Properties can be "live" or "dead." Live properties are things that the server computes, observes, or calculates, such as getcontentlength. Dead properties, on the other hand, are set and maintained by WebDAV users and user processes. In the above example, the comment property is almost certainly a dead property that is manually updated by users.

WebDAV methods

PROPFIND is one of seven new methods defined by the WebDAV standard.

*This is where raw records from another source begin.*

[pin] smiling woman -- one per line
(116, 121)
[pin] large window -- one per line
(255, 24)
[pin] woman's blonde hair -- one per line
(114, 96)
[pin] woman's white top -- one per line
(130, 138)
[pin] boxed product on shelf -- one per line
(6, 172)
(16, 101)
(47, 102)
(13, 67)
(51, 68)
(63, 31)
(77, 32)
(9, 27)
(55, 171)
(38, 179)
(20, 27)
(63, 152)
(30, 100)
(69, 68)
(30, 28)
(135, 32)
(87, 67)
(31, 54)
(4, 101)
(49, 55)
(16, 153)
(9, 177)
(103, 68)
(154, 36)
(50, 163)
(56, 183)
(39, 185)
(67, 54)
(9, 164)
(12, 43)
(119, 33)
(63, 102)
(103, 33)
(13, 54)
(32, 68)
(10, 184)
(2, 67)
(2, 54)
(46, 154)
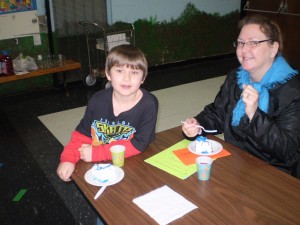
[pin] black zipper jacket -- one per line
(274, 136)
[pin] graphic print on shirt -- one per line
(104, 132)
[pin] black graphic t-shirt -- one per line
(136, 125)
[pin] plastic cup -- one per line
(203, 167)
(117, 155)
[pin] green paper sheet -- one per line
(166, 160)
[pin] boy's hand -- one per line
(65, 170)
(86, 152)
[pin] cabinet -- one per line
(287, 14)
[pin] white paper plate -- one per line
(216, 148)
(89, 177)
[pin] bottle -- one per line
(7, 64)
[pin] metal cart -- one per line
(99, 42)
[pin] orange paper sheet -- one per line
(189, 158)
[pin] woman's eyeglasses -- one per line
(251, 44)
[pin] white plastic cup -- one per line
(204, 164)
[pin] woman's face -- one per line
(256, 59)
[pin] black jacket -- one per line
(274, 136)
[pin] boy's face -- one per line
(125, 79)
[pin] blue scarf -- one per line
(279, 73)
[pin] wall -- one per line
(288, 20)
(163, 10)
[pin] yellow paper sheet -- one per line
(166, 160)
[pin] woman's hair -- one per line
(127, 55)
(267, 26)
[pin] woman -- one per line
(258, 106)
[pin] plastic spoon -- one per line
(207, 131)
(100, 191)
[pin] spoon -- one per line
(207, 131)
(100, 191)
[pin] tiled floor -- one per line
(29, 153)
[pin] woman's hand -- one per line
(250, 98)
(86, 152)
(189, 127)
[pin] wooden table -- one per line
(242, 189)
(69, 65)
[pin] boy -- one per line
(123, 114)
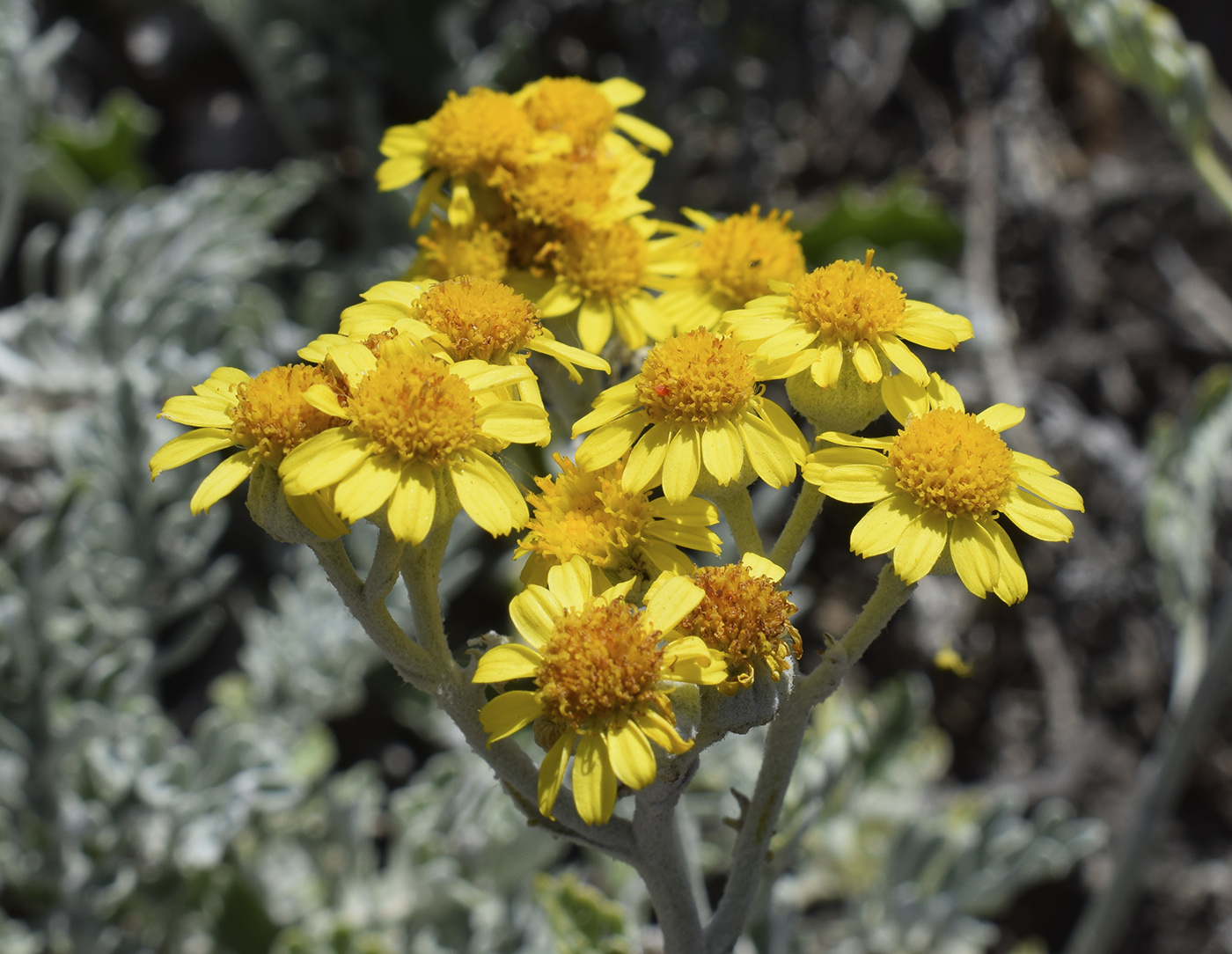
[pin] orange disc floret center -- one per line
(273, 415)
(849, 301)
(743, 615)
(600, 667)
(587, 514)
(446, 252)
(473, 133)
(946, 460)
(741, 254)
(607, 263)
(695, 378)
(482, 319)
(573, 106)
(412, 406)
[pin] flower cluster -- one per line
(400, 417)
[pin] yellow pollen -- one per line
(745, 616)
(600, 667)
(588, 514)
(573, 106)
(946, 460)
(560, 191)
(273, 415)
(483, 319)
(476, 132)
(696, 378)
(609, 264)
(741, 254)
(412, 406)
(849, 301)
(446, 252)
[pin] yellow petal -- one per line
(881, 528)
(681, 465)
(674, 599)
(367, 487)
(510, 661)
(413, 503)
(552, 772)
(1001, 417)
(508, 713)
(902, 357)
(772, 461)
(631, 756)
(1037, 517)
(187, 448)
(487, 493)
(323, 460)
(199, 412)
(722, 451)
(612, 442)
(1050, 488)
(975, 556)
(535, 612)
(662, 732)
(920, 545)
(646, 459)
(853, 482)
(572, 583)
(221, 481)
(866, 363)
(594, 783)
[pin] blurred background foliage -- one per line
(199, 752)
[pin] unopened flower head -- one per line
(747, 618)
(606, 275)
(940, 486)
(603, 671)
(847, 311)
(413, 423)
(698, 393)
(268, 417)
(621, 535)
(732, 261)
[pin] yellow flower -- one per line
(732, 263)
(698, 393)
(447, 252)
(939, 487)
(847, 308)
(268, 417)
(603, 673)
(462, 319)
(465, 142)
(414, 430)
(744, 616)
(588, 113)
(621, 535)
(607, 275)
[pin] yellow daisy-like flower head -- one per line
(733, 261)
(847, 308)
(466, 319)
(416, 427)
(603, 673)
(447, 252)
(607, 275)
(698, 394)
(268, 417)
(588, 113)
(747, 618)
(621, 535)
(939, 488)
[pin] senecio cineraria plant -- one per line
(630, 659)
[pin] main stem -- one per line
(781, 751)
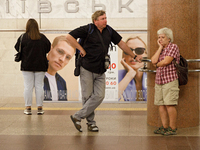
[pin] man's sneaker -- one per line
(77, 123)
(40, 111)
(27, 111)
(92, 127)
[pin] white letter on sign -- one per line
(44, 6)
(76, 3)
(125, 5)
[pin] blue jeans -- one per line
(31, 80)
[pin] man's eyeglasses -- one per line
(138, 50)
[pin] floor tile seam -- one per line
(101, 109)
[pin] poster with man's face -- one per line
(72, 83)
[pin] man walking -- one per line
(92, 71)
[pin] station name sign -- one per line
(72, 8)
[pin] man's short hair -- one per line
(58, 39)
(97, 14)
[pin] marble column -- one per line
(182, 16)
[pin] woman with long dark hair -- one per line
(34, 64)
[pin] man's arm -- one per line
(75, 44)
(127, 50)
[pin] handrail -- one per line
(145, 60)
(188, 60)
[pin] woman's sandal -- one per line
(160, 130)
(170, 131)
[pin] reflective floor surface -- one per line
(122, 127)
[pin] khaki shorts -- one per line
(167, 94)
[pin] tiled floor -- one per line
(122, 127)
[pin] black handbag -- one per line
(18, 55)
(182, 70)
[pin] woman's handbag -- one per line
(18, 55)
(182, 70)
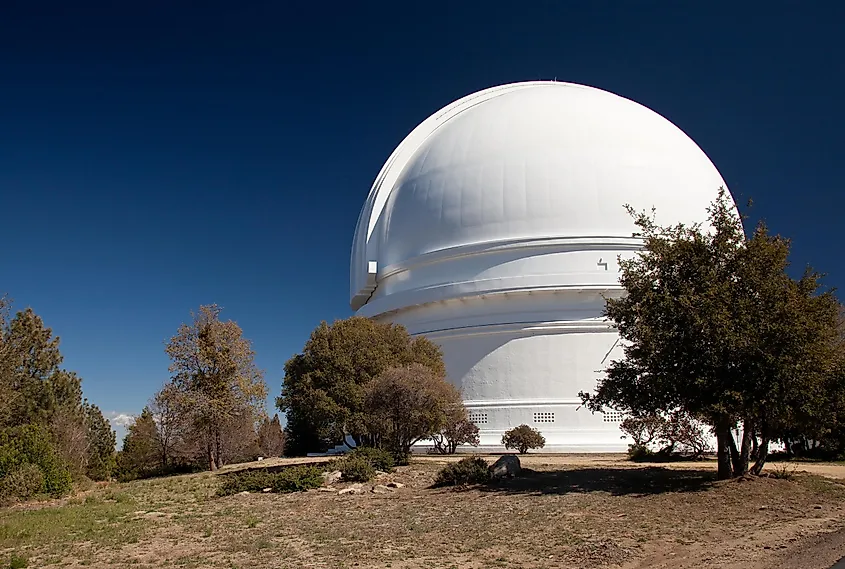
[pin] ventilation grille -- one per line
(613, 417)
(478, 418)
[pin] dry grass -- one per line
(563, 513)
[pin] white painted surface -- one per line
(495, 229)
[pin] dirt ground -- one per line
(567, 511)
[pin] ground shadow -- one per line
(615, 481)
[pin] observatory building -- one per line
(495, 229)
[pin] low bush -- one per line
(354, 468)
(298, 479)
(17, 562)
(523, 438)
(32, 445)
(24, 482)
(249, 481)
(291, 479)
(466, 471)
(639, 452)
(380, 459)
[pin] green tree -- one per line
(271, 437)
(407, 404)
(458, 430)
(140, 454)
(31, 357)
(101, 441)
(323, 390)
(214, 370)
(712, 326)
(170, 422)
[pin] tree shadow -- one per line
(615, 481)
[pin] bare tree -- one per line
(214, 370)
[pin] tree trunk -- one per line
(212, 464)
(723, 451)
(740, 465)
(754, 446)
(761, 458)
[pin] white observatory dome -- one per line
(494, 229)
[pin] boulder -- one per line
(330, 478)
(506, 467)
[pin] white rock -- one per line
(330, 478)
(507, 466)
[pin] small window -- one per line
(613, 417)
(478, 418)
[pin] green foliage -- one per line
(24, 482)
(639, 452)
(141, 450)
(31, 445)
(323, 390)
(378, 458)
(523, 438)
(675, 434)
(291, 479)
(298, 479)
(355, 468)
(407, 404)
(472, 470)
(457, 431)
(714, 327)
(101, 441)
(271, 437)
(31, 357)
(248, 481)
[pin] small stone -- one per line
(330, 478)
(507, 466)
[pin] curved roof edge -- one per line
(364, 258)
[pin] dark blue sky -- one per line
(155, 156)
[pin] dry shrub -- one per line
(472, 470)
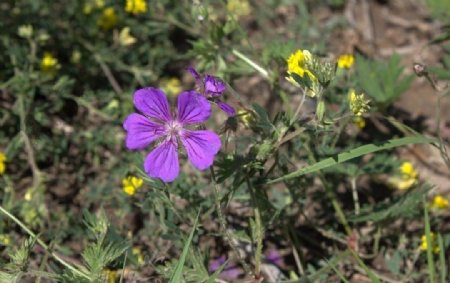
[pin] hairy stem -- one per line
(223, 225)
(259, 230)
(33, 235)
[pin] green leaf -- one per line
(354, 153)
(214, 276)
(176, 276)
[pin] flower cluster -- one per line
(130, 184)
(359, 122)
(433, 240)
(358, 103)
(212, 88)
(298, 64)
(108, 19)
(125, 38)
(168, 130)
(408, 177)
(49, 64)
(239, 8)
(2, 163)
(136, 7)
(439, 202)
(171, 86)
(346, 61)
(90, 5)
(309, 71)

  • PROPFIND retrieves a resource's properties.
  • PROPPATCH changes and/or deletes properties on a resource.
  • MKCOL creates collections.
  • COPY copies a resource from one location to another.
  • LOCK puts a lock on a resource. This could be a shared (soft) lock that says, "be careful, another person or process is editing this," or it could be an exclusive lock that bars any other agents from editing the file while the lock is active.
  • UNLOCK removes a lock.

Additionally, GET, PUT, DELETE, and other methods supported by the extended HTTP 1.1 protocol work more or less as one would expect on WebDAV-enabled servers, although special cases might occur when they are used with collections of resources (such as a directory on a web server).

Collections

WebDAV terminology often references "collections." Generally, it's safe to imagine a collection as a directory. In most WebDAV implementations, the collections that users are dealing with are directories on a server. However, some WebDAV methods return significantly different responses when called on collections: for example, the standard specifies that a GET request to collection somefoobarbazbat.org/images should return something, but doesn't specify what that something is. The server could return something plausible, like a list of files in that directory. Or, it could return something completely unrelated to the collection's content... and still be within specification guidelines!

Locks

WebDAV resources can be locked and released using the LOCK and UNLOCK methods. There are two types of locks: shared locks and exclusive locks. A shared lock functions like a flag. If one user places a shared lock on a file, other users accessing that file will be warned that the file may be undergoing changes, but their editing privileges will not be revoked. An exclusive lock, on the other hand, temporarily bars other parties from editing the file.

WebDAV today

Considering how well defined the standard specification is, I'm a little surprised that WebDAV is used in so few contexts today. None of the public WebDAV servers set up years ago were still running, and I ended up having to rely on existing ownCloud servers and my own instances for testing.

While WebDAV seems somewhat uncommon in contrast to other protocols (like FTP), CalDAV, an extension of WebDAV made specifically for calendar management, appears to still be in frequent use, as it is utilized by Apple Calendar and multiple Mozilla projects.